9 May 2019

China expert Anne-Marie Brady says she's still being harassed

1:56 pm on 9 May 2019

Prominent China expert and critic Anne-Marie Brady says she's still being harassed, with mail to her home and work being tampered with and stolen.

Anne-Marie Brady

Anne-Marie Brady Photo: RNZ / Jane Patterson

A police investigation came to a halt in February after Prof Brady reported a burglary and other incidents since publishing a paper on the influence of the Chinese communist party in the Pacific in 2017.

Police said in a statement today the investigation into Prof Brady's claims remained open, and was unresolved.

They said they would carefully assess any new information that came to light.

Prof Brady appeared before Parliament's justice committee this morning, as part of its inquiry into the 2017 general election and 2016 local elections - but which includes looking at foreign interference.

Read Professor Brady's full submission to the committee here.

Afterwards, she told reporters the harassment was still happening.

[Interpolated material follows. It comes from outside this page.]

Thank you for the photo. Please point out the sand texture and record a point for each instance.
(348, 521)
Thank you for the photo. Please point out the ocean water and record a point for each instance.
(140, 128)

She said she continued getting anonymous calls to her unlisted number, and her mail being tampered with.

Police were investigating her complaints, she said.

Prof Brady said the government "has to decide if it's willing to confront another government".

"This is not about me, this is about New Zealand's relationship with China and about ability to protect our citizens.

"The government needs to protect me and my family."

She said she was employed to research and teach Chinese politics, and she would continue to do so despite expecting the harassment and attempts to intimidate her to continue.

The government was taking her concerns "very seriously", she said.

Having the chance to talk openly at the committee about what was a sensitive topic gave her hope that a strategy would be agreed on to make New Zealand resilient, Prof Brady said.

China under President Xi Jinping had changed, she said.

Prof Brady's initial request to address the committee was turned down last month after four Labour MPs voted against it.

Committee chair Labour MP Raymond Huo said at the time the decision to block her was "purely procedural" as the deadline for submissions had past.

But he then backtracked and allowed her to submit.